If replay indicates a CUDA crash path, restart the same build with coredumps
enabled before reproducing again:

```bash
SGLANG_CUDA_COREDUMP=1 \
SGLANG_CUDA_COREDUMP_DIR=/tmp/sglang_cuda_coredumps \
python -m sglang.launch_server \
  --model-path ... \
  --crash-dump-folder /tmp/sglang_crash_dump \
  ...
```

Then inspect the generated coredump:

```bash
cuda-gdb "$(which python3)" \
  -ex "target cudacore /tmp/sglang_cuda_coredumps/cuda_coredump_<host>.<pid>.<ts>"
```

For a replay-first crash example, read
[references/case-studies.md](references/case-studies.md).

#### OTel trace

Use tracing when:

- request-stage timing is unclear
- router vs. worker attribution is unclear
- PD prefill/decode transfer may be implicated

If tracing was enabled at startup, you can change the level without restart:

```bash
curl "http://127.0.0.1:30000/set_trace_level?level=1"
curl "http://127.0.0.1:30000/set_trace_level?level=2"
```

#### Torch profile

Use profiling when:

- the issue is already narrowed to compute-side ownership
- replay already reproduces the problem
- metrics and loads do not explain the regression

At that point, switch to `llm-torch-profiler-analysis`. Do not duplicate
its profiling workflow here.

For a low-noise latency example, read
[references/case-studies.md](references/case-studies.md).

#### Distributed hang

If this looks like a collective stall, save the failing request, replay it on a
clean target, collect the replay-time bundle and stacks, then switch to
`debug-distributed-hang`.

For an example of that flow, read
[references/case-studies.md](references/case-studies.md).

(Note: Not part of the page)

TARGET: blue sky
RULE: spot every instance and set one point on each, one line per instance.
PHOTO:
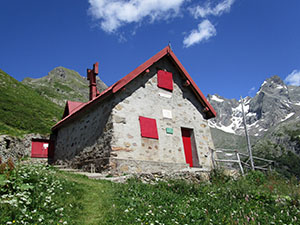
(229, 47)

#### Regression between two commits

If one commit is known-good and another is known-bad, build a deterministic
harness before doing deeper manual debugging:

1. choose a stable reproducer: request replay, benchmark command, or correctness check
2. make the harness return `0` on good behavior and non-zero on bad behavior
3. run `git bisect start <bad> <good>`
4. run `git bisect run <harness>`
5. return here only after a candidate commit is isolated

Prefer replay-backed bisect when the regression depends on request shape or
long-running serving state.

### 6. Switch tools when the boundary is clear

Switch tools once the fault class is clear:

- `llm-torch-profiler-analysis` for kernel and overlap attribution
- `debug-distributed-hang` for collective or rank-divergence hangs
- `debug-cuda-crash` for CUDA crash reproduction and kernel API logging

Do not switch tools before collecting the first bundle unless the user already has
decisive logs or dumps.

## References

Load only what the current step needs:

- [references/decision-tree.md](references/decision-tree.md)
  - problem classes, tool switch points, return shape
- [references/endpoints-and-signals.md](references/endpoints-and-signals.md)
  - endpoint behavior, auth notes, field reading
- [references/replay-trace-profile.md](references/replay-trace-profile.md)
  - request dump, crash dump, replay, trace, profiler step, bisect
- [references/case-studies.md](references/case-studies.md)
  - compact examples for replay-first CUDA crash, latency, and distributed-hang triage

## Scripts

- [scripts/incident_artifact_tool.py](scripts/incident_artifact_tool.py)
  - collect a read-only live bundle
  - summarize a collected bundle into a compact debug note
  - summarize a trusted request dump or crash dump before replay
- [scripts/replay_trusted_request_dump.py](scripts/replay_trusted_request_dump.py)
  - replay a trusted request dump when `safe_pickle_load` blocks stock replay

If a live bundle was collected, include its path.

If replay, trace, or profiling was chosen, say why bundle plus dump were not enough.